Research OverviewResearch efforts in the laboratory revolve around these specific topics:
- Computer Architecture Design: Emerging micro-architecture design techniques, Network-on-chip design, Adaptive and self-reconfigurable architectures, Hardware techniques for approximate computing;
- Hardware Security: Secure Architecture Design, Hardware-based security primitives (PUF’s, RNG, AES etc), Detection and prevention of hardware Trojans, Side-channel attacks, fault attacks and countermeasures, Security and privacy for the Internet of Things;
- Neural Network and Neuromorphic Computing: Techniques for learning on a chip, Neural network acceleration techniques and hardware designs.
Current Research Highlight
The Odysseus: an open-interface IoT testbed system architecture, learn more about here → Link
Secure Architecture Design
Sphinx: Hardware-Software Co-design Framework for Binary Code Diversification Based Secure Execution
In the Sphinx project, we are developing a hardware-software attack resistant computing system where the privacy and integrity of application executions are maintained. The design consists of two parts: a software obfuscation module and a dedicated hardware execution engine. During compile time, obfuscation instructions are added to the assembly code to produce a new program. The technique allows for multiple versions of a program to be produced and provides moving target security capabilities. For each version, an encrypted obfuscation mask code is produced to distinguish real and obfuscation instructions. A copy of the obfuscated executable and associated mask file is securely distributed to certified users. The dedicated secure hardware execution engine does just-in-time decryption of mask file and execution of the obfuscated program. To demonstrate the feasibility of the Sphinx architectural vision, we are implementing a RISC-V ISA version of the architecture, called Sphinx-V.
Hermes: Secure Heterogeneous Multicore Architecture
With the emergence of general-purpose system-on-chip (SoC) architectures in an array of application domains, some key security challenges arise. In these systems, tenants, i.e., intellectual property (IP) cores or processing units, may come from different providers and executable code may have varying levels of trust. It is therefore important to support multi-level user-defined security protocols that can isolate hardware subsystem and code while enabling optimal sharing of computing resources and data among the tenants. In this work, we are developing security mechanisms for integrating multiple tenants, secure to non-secure cores, into the same chip design, maintaining their individual security, preventing data leakage and corruption while promoting collaboration among the tenants.
Update: Initially the process isolation hardware in the Hermes architecture sits behind the last level cache, but due the recent highlighted side-channel vulnerabilities - Spectre - associated with speculative executions, we are investigating techniques to bring the isolation closer to the core.

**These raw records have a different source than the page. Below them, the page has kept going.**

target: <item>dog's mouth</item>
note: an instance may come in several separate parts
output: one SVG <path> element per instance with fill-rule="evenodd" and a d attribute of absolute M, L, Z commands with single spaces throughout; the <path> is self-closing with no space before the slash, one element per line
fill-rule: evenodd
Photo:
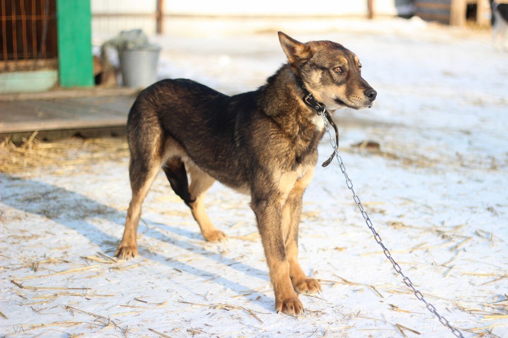
<path fill-rule="evenodd" d="M 365 108 L 371 108 L 372 107 L 372 106 L 374 106 L 374 102 L 373 101 L 372 102 L 369 102 L 367 105 L 363 105 L 363 106 L 352 106 L 351 105 L 348 105 L 348 104 L 346 104 L 345 102 L 344 102 L 344 101 L 342 101 L 341 99 L 340 99 L 339 98 L 334 98 L 333 100 L 335 101 L 335 103 L 339 105 L 339 106 L 340 106 L 341 107 L 347 107 L 348 108 L 352 108 L 353 109 L 356 109 L 356 110 L 358 110 L 359 109 L 365 109 Z"/>

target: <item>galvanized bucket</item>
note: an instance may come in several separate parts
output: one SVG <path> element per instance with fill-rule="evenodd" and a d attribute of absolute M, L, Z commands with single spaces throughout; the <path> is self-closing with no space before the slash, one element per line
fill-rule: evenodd
<path fill-rule="evenodd" d="M 161 47 L 147 45 L 120 53 L 123 85 L 145 88 L 157 81 L 157 64 Z"/>

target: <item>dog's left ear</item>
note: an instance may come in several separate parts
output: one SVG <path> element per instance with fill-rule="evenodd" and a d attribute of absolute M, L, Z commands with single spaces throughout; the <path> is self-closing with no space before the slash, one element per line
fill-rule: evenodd
<path fill-rule="evenodd" d="M 307 44 L 297 41 L 281 31 L 279 32 L 279 41 L 289 63 L 295 71 L 299 65 L 305 63 L 310 58 L 310 47 Z"/>

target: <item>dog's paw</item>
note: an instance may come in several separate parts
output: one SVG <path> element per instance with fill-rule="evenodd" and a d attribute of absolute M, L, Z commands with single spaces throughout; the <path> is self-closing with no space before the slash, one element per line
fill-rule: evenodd
<path fill-rule="evenodd" d="M 275 310 L 277 313 L 298 316 L 303 313 L 303 305 L 298 297 L 290 297 L 275 302 Z"/>
<path fill-rule="evenodd" d="M 321 292 L 321 285 L 319 282 L 312 278 L 295 281 L 293 287 L 298 293 L 319 293 Z"/>
<path fill-rule="evenodd" d="M 138 246 L 120 243 L 118 249 L 115 251 L 115 257 L 120 259 L 129 259 L 138 254 Z"/>
<path fill-rule="evenodd" d="M 226 242 L 229 236 L 219 230 L 212 230 L 203 233 L 203 236 L 208 242 Z"/>

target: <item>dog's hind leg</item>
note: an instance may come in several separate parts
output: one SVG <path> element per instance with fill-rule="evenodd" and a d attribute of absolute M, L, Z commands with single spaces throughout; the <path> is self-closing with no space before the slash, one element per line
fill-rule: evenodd
<path fill-rule="evenodd" d="M 115 252 L 115 256 L 119 258 L 126 259 L 138 254 L 136 236 L 141 215 L 141 205 L 160 168 L 160 163 L 154 159 L 145 162 L 142 159 L 131 158 L 129 176 L 132 199 L 127 211 L 123 236 Z"/>
<path fill-rule="evenodd" d="M 290 278 L 293 288 L 299 293 L 317 293 L 321 291 L 321 286 L 318 281 L 307 277 L 298 262 L 298 225 L 303 192 L 311 177 L 310 173 L 297 182 L 282 208 L 282 228 L 289 262 Z"/>
<path fill-rule="evenodd" d="M 212 186 L 215 179 L 195 165 L 189 165 L 187 169 L 190 174 L 189 192 L 190 199 L 187 205 L 194 219 L 201 229 L 201 233 L 209 242 L 223 242 L 228 239 L 225 233 L 216 228 L 205 212 L 205 192 Z"/>

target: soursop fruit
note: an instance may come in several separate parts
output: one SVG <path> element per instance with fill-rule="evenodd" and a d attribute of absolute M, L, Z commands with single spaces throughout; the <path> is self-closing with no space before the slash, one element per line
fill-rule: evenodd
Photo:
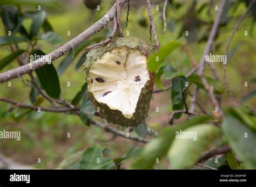
<path fill-rule="evenodd" d="M 145 121 L 154 77 L 147 68 L 150 53 L 145 42 L 132 37 L 118 37 L 87 53 L 88 98 L 108 122 L 128 127 Z"/>

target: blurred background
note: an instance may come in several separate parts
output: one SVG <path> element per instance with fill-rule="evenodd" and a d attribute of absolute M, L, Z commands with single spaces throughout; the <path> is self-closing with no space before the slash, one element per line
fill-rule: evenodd
<path fill-rule="evenodd" d="M 127 28 L 125 27 L 127 4 L 122 9 L 124 34 L 125 35 L 129 32 L 130 37 L 139 38 L 150 45 L 150 21 L 145 1 L 130 1 L 131 7 Z M 61 41 L 60 44 L 56 44 L 58 42 L 51 43 L 49 41 L 38 40 L 36 48 L 48 53 L 92 25 L 109 10 L 114 1 L 87 1 L 87 4 L 85 4 L 82 0 L 12 0 L 1 1 L 1 5 L 4 4 L 5 2 L 15 4 L 20 12 L 28 14 L 23 21 L 23 25 L 28 31 L 32 22 L 29 14 L 36 11 L 38 5 L 46 12 L 47 20 L 51 25 L 54 33 L 59 36 L 58 41 Z M 216 5 L 219 5 L 220 1 L 169 1 L 166 10 L 167 32 L 163 34 L 164 2 L 164 1 L 151 1 L 160 43 L 163 45 L 170 41 L 178 39 L 186 40 L 196 59 L 200 61 L 217 12 L 214 8 Z M 213 54 L 225 54 L 227 40 L 238 19 L 246 9 L 247 3 L 247 1 L 228 1 L 214 44 Z M 96 3 L 96 6 L 93 3 Z M 97 5 L 99 5 L 99 10 L 97 9 Z M 254 11 L 250 16 L 245 19 L 232 40 L 228 54 L 227 78 L 231 94 L 239 100 L 244 98 L 248 106 L 255 109 L 256 97 L 252 97 L 255 95 L 256 88 L 256 28 L 254 28 L 256 10 L 254 9 Z M 106 39 L 112 31 L 112 23 L 110 23 L 105 29 L 89 39 L 87 45 Z M 188 36 L 185 35 L 185 31 L 189 31 Z M 247 35 L 245 35 L 245 31 L 247 31 Z M 43 32 L 43 30 L 41 29 L 39 35 Z M 19 34 L 17 34 L 17 35 Z M 0 35 L 6 35 L 6 31 L 2 21 L 0 21 Z M 18 46 L 21 49 L 26 49 L 27 47 L 26 43 L 19 44 Z M 73 57 L 69 66 L 59 77 L 62 90 L 60 97 L 68 102 L 72 101 L 85 82 L 83 67 L 77 65 L 84 52 L 82 51 Z M 9 46 L 0 46 L 0 59 L 11 53 Z M 56 69 L 66 56 L 63 56 L 54 61 L 53 64 Z M 223 64 L 215 63 L 214 65 L 221 77 L 221 86 L 223 87 Z M 15 60 L 1 70 L 0 73 L 18 66 L 17 61 Z M 185 75 L 193 68 L 193 66 L 181 47 L 169 56 L 161 68 L 161 73 L 157 74 L 158 82 L 154 86 L 154 90 L 164 89 L 170 85 L 173 77 L 179 75 Z M 205 73 L 210 77 L 213 77 L 207 64 Z M 22 78 L 11 80 L 11 87 L 8 87 L 8 82 L 1 83 L 0 97 L 30 104 L 31 87 L 26 81 L 29 77 L 28 75 L 25 75 Z M 67 86 L 68 82 L 70 82 L 70 87 Z M 245 82 L 248 82 L 248 87 L 244 87 Z M 191 92 L 192 90 L 193 87 L 191 88 Z M 40 100 L 39 97 L 37 99 Z M 207 111 L 211 112 L 212 108 L 207 100 L 206 92 L 200 92 L 198 97 L 198 102 Z M 245 99 L 245 97 L 247 97 Z M 188 104 L 190 101 L 190 99 L 187 100 Z M 146 121 L 147 126 L 157 133 L 160 132 L 164 127 L 169 125 L 169 116 L 172 111 L 171 102 L 170 90 L 155 94 L 153 96 L 149 117 Z M 41 100 L 40 105 L 42 106 L 50 106 L 46 100 Z M 226 94 L 224 95 L 224 109 L 227 106 L 236 105 Z M 0 130 L 21 131 L 22 138 L 19 141 L 1 139 L 0 154 L 11 158 L 16 162 L 33 168 L 56 168 L 68 156 L 96 144 L 100 145 L 104 149 L 104 155 L 114 157 L 122 156 L 131 147 L 143 145 L 114 136 L 111 133 L 106 132 L 93 125 L 87 127 L 83 124 L 79 117 L 75 116 L 43 111 L 37 112 L 18 108 L 15 108 L 9 112 L 11 106 L 11 105 L 0 102 Z M 156 112 L 156 107 L 159 108 L 159 112 Z M 98 117 L 94 117 L 93 119 L 104 121 Z M 186 119 L 186 116 L 184 115 L 178 121 Z M 124 132 L 132 131 L 117 125 L 109 125 Z M 70 133 L 70 138 L 67 137 L 69 133 Z M 134 131 L 131 133 L 135 136 L 142 135 Z M 146 136 L 146 134 L 142 135 Z M 41 159 L 41 163 L 38 162 L 38 158 Z M 129 162 L 123 165 L 122 168 L 125 168 Z M 163 162 L 156 167 L 167 169 L 169 166 L 167 163 Z"/>

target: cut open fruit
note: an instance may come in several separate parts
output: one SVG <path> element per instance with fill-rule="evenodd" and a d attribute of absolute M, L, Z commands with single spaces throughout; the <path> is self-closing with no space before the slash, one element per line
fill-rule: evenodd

Adaptive and Resilient Architecture Design
Helios Project: Adaptive-Approximate Computing Architecture
The Helios project is investigating approaches for designing computer systems that dynamically adapt and optimize their execution behavior according to a set of high-level application goals. The project will explore computer architectures that can automatically detect volume, variety, velocity or veracity variations in the application input streams and reconfigure themselves to meet user-directed performance to power ratios or real-time constraints. The goal for the project is to develop an adaptive-approximate computing system where accuracy can be tradeoff for compute time to withstand real-time changes in the input streams, or precision for power trade-offs can be made in the presence of power availability variations.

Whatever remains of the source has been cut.